Inside Our Shops

Technology, People, Diversity, Respect

Cornerstone’s roots run deep in the soil of traditional timber framing. From the company’s inception in 1991, the founding Peters brothers maintained a steady focus on technical excellence and quality.  Complementing their deep respect for traditional skills and methods, an interest in finding “better tools”, allowed them to see that new materials, digital design and state of the art equipment did not threaten the craft but freed it to be so much more.

Pete & Wayne Peters, timber frame experts and owners, 1991-2015

By the time Cornerstone began its foray into mass timber construction in 2017 it was clear that the company was ready to automate much of its cutting. Under new owners, Tanya (Pete’s daughter) and husband Nevin Bachmeier purchased our first Hundegger K2, a used CNC machine that quickly proved its worth.  Within three years the limitations of this machine were reached and a new, K2 Industry with Robot Drive was ordered, arriving in mid-2022.

The CNC technology in the latest generation of machines is especially impressive for the range of cutting tasks they can perform, their speed and exceptional accuracy.  Imagine a 24” flangeless saw, a 5-axis universal mill, a slot cutting tool, a drilling unit, and a 6-axis robot with access to a rack of 24 specialized tools, all working from a 3D mass timber model that has been checked for compliance with the architect’s BIM design.

The K2i + Robot Drive can do the work of fifteen carpenters with zero errors and millimeter accuracy.
High quality, dimensionally accurate timber is the starting point for every job entering the shop. An automated, four-sided planer designed for large, long timbers is an essential partner to the CNC.
The K2i can handle timbers up to 60’ long, 12” high by 51” wide. Timbers are checked as they enter the K2 to identify and adjust for any variance that might affect connection accuracy.
With long timbers, a traditional forward facing forklift doesn’t work so well. Omni-directional and side-running forklifts have been a great addition to our shop.

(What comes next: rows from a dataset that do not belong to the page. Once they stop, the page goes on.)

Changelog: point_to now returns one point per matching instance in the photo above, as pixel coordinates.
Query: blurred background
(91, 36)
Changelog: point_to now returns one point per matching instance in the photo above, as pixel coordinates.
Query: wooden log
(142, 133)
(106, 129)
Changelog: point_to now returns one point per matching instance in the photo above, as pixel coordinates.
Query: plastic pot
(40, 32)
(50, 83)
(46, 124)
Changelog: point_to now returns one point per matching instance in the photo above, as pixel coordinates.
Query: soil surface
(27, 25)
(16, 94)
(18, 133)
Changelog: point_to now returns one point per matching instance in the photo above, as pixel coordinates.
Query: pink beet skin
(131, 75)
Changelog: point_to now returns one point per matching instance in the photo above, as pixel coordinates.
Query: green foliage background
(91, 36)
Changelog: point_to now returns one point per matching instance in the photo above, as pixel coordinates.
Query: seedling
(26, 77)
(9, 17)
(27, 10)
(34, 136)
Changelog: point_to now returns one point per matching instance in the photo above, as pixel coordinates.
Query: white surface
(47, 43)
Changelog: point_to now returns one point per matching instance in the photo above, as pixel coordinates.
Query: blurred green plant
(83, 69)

A common criticism of modern wood-working technology is that it replaces people and discourages those left behind from retaining craft skills.  Our experience has shown this to be unfounded: we employ the same number of carpenters as we did before our first CNC arrived.  Injuries and repetitive stresses are reduced, and the variety of creative work and skills being learned has only increased. 

Modern timber framers are comfortable with computer modelling, they’re familiar with a wide variety of tools and techniques and are better able to see the whole project.

Our shop is a meritocracy: skill and cooperation lead to personal and group success
And while CNC cutting can do almost everything, there are a few details that still look better when a human hand guides the saw. A 30’ long chamfer, cut at precisely 26.6 degrees.
When every piece is unique but appears similar, good labelling is vital. New RFI tags incorporated into nails may eventually make these labels redundant.
Not automated. Our dedicated finishing shop hand applies three coats of stain to every timber. Robotics for finishing is widely available and will eventually manage the range of sizes and shapes we produce for our structures.

Cornerstone Timberframes will always seek out and embrace “better tools”.  Our choices will be shaped by our people, a respect for our craft and a love of wood.  The mass timber revolution is going to change our company, but only for the better.